Although he does not define himself as queer in any way (as far as I can tell), African-American Ross Gay deals with the same material. But also raises the bar, offering an unforced transcendent moment in his sonnet "Poem Beginning with a Line Overheard at the Gym" from his book "Against Which."
In its entirety, here's the poem:
I'd drive a thousand miles to suck the dick
of the man who fucked her once. If you're like
me, the pristine lilt of iambic verse will halt
your dumb work on the bench press. You also love
the hyperbolic rattling of logic's cage.
Mostly, you love the way the loins fuel
the tongue's conjure. But what grand sadness dragged
in misplaced desire; as though from another's memory
of smoke we might glean some end
of ache. Truth be told, ache's shop is long
set up. Is birth's phantom. Let's, instead admire
the tether. Its
wrangle with the loamy earth for the body,
If you want to make a great poem, any subject matter has potential pitfalls, especially if it's as potentially insignificant as going to the gym. Not only does Gay dare to use that content, but he also invokes a good amount of the words you'd expect: desire, memory, body, ache, love, work, bench press. Through line breaks, syntax, connotative meaning, his sonnet transforms these cliches into something special.

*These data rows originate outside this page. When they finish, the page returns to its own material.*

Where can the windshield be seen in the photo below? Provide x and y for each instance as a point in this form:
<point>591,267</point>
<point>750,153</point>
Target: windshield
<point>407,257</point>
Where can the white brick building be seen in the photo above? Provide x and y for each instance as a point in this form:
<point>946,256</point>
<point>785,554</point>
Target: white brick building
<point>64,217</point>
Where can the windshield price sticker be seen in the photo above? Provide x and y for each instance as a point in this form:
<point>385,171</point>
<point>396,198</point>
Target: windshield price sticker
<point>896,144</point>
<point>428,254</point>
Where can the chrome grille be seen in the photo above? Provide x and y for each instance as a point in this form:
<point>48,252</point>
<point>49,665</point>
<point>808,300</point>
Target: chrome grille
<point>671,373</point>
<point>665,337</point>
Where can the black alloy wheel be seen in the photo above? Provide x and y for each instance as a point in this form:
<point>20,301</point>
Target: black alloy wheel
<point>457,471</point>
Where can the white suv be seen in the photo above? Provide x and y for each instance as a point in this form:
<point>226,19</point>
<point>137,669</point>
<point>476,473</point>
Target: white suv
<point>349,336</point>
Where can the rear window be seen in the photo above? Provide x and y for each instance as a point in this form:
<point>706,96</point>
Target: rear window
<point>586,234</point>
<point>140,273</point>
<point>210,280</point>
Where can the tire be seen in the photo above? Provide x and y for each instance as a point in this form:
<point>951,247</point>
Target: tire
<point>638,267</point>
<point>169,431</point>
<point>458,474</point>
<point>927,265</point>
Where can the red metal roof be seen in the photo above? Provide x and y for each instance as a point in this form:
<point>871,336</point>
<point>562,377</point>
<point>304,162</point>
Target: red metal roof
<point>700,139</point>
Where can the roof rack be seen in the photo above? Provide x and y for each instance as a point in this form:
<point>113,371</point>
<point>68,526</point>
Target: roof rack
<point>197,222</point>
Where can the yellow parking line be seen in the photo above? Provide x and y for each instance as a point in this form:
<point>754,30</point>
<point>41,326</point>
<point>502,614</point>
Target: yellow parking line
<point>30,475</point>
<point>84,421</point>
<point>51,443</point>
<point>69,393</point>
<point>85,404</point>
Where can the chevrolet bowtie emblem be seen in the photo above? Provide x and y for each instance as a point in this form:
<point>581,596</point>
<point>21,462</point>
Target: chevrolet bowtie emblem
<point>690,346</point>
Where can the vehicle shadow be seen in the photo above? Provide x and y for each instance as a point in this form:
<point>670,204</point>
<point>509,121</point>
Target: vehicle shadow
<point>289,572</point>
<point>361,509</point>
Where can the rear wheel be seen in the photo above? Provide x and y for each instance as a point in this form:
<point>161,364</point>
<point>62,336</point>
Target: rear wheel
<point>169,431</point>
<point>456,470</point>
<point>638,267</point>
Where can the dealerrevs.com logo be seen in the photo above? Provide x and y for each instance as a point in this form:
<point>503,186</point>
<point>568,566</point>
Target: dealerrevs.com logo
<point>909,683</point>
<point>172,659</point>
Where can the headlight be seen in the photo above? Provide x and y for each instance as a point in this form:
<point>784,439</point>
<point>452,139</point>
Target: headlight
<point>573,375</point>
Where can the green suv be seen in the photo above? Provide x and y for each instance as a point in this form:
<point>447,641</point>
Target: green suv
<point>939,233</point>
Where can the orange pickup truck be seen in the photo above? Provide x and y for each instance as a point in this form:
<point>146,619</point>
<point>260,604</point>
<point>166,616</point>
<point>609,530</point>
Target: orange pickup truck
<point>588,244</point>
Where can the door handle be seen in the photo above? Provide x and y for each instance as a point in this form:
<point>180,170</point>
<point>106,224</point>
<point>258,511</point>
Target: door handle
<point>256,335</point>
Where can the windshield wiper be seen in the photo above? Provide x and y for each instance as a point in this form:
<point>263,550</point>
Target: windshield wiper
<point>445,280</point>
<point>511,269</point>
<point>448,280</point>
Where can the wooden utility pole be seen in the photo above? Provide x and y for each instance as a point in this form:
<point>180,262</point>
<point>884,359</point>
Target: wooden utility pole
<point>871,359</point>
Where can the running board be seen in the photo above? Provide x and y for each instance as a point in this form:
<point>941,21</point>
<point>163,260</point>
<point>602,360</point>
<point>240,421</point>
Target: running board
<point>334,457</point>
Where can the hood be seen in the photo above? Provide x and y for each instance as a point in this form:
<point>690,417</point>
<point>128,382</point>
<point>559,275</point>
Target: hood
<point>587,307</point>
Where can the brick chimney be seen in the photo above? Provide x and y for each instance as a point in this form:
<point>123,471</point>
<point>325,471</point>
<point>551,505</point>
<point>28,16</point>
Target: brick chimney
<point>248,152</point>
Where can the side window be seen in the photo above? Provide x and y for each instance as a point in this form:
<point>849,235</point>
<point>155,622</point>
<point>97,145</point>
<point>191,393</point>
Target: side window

With the initial stanza, I was a bit nervous: I didn't want Gay to explicitly (or implicitly state) that as a poet, he transcends his body, that his poetics keeps him away from the solipsism of working out. Scansion can never eclipse exercise routine.
"Dumb" body work is ritual work for the soul. In fact, maybe I'd even go a step further. Maintaining the body is an intelligence, not any less (maybe more) important than writing poems. But Gay quickly rebounds from a questionable start.

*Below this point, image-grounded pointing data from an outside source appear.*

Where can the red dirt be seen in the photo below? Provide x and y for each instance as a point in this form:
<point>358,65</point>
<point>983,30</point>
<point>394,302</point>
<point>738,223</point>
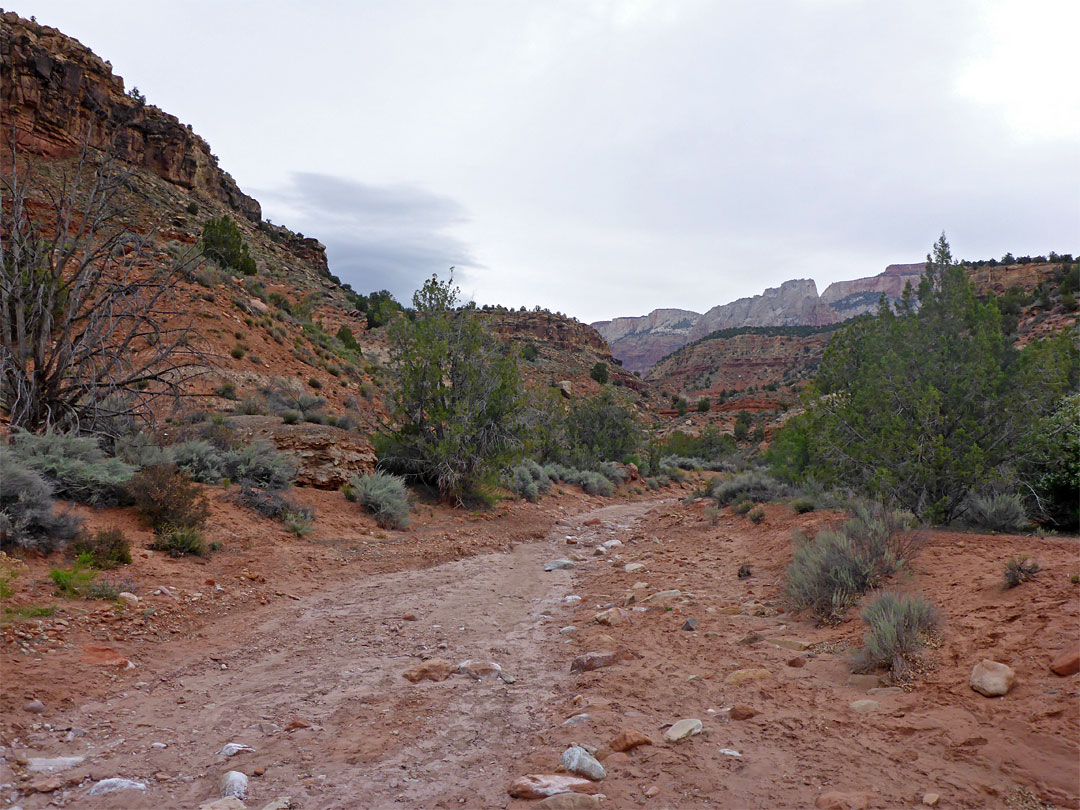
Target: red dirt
<point>314,635</point>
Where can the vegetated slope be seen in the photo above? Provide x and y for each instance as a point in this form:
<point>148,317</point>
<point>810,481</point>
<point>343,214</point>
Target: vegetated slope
<point>280,324</point>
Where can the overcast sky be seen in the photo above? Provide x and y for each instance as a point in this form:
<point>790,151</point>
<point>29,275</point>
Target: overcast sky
<point>606,158</point>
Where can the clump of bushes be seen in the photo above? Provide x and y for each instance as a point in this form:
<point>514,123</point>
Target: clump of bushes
<point>107,549</point>
<point>225,244</point>
<point>753,485</point>
<point>831,571</point>
<point>997,513</point>
<point>383,496</point>
<point>255,464</point>
<point>528,481</point>
<point>899,626</point>
<point>76,467</point>
<point>166,499</point>
<point>178,541</point>
<point>1020,569</point>
<point>28,517</point>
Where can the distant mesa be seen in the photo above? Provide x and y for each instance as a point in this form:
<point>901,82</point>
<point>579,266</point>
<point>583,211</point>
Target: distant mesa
<point>643,341</point>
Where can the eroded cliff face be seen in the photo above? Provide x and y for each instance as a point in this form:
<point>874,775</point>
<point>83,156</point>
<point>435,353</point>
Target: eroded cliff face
<point>58,94</point>
<point>793,304</point>
<point>642,341</point>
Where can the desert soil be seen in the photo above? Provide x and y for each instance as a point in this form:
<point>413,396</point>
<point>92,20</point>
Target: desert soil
<point>298,649</point>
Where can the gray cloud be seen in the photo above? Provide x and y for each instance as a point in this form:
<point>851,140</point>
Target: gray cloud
<point>376,237</point>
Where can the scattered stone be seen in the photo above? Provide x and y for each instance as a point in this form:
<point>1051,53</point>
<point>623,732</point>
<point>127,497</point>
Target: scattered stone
<point>863,683</point>
<point>611,617</point>
<point>478,670</point>
<point>741,676</point>
<point>663,595</point>
<point>840,800</point>
<point>542,785</point>
<point>865,706</point>
<point>742,712</point>
<point>113,784</point>
<point>568,801</point>
<point>52,765</point>
<point>629,739</point>
<point>1066,663</point>
<point>594,661</point>
<point>791,644</point>
<point>229,802</point>
<point>234,783</point>
<point>991,678</point>
<point>555,565</point>
<point>580,761</point>
<point>436,669</point>
<point>683,730</point>
<point>230,750</point>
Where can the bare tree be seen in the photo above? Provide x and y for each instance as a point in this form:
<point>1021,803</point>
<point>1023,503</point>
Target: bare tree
<point>91,329</point>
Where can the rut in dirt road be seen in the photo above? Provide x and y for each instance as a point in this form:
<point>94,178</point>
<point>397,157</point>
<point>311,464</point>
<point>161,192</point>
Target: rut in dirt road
<point>318,690</point>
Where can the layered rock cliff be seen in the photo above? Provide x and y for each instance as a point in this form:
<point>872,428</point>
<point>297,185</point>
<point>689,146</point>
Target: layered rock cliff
<point>642,341</point>
<point>58,95</point>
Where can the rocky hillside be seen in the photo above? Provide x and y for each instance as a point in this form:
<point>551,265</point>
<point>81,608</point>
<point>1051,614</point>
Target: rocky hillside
<point>640,342</point>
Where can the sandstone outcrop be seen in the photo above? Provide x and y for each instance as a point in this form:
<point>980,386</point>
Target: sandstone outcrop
<point>57,93</point>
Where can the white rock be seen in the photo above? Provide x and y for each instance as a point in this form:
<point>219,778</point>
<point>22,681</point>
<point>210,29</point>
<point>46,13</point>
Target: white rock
<point>234,783</point>
<point>683,729</point>
<point>113,784</point>
<point>991,678</point>
<point>580,761</point>
<point>230,750</point>
<point>51,765</point>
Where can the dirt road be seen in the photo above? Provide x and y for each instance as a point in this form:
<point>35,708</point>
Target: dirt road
<point>316,688</point>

His rhythm is unobtrusive, subtle. As when he admits the lyric "you" and I "love fuels the tongue's conjure."
And then he does something truly neat. As opposed to a lot of poets who would, without any reservation, emphasize the pathos of desire, he offers a corrective through imperative. (Most poets don't have the conviction to tell us how to live, and isn't that one of the why we ultimately read? Think Virgil's Eclogues. Think Horace's Ars Poetica)
Gay instructs: "admire the tether." Tether: What keeps desire's flux controllable. What often centers us. As long it's firmly grounded, like the device of the same name that holds a volleyball. And doesn't the role of a tether help "fuel" our bodies, encouraging us to work out. And through that workout, we are given our bodies back, even stronger, even of more value, the ultimate "keepsake."
Gay, an expert in infusing his words with double meanings, only falters once. I'm not sure how "smoke" relates to the conceit of the gym, working out. Otherwise, through his word choice, he creates the most impressively tight work out poem.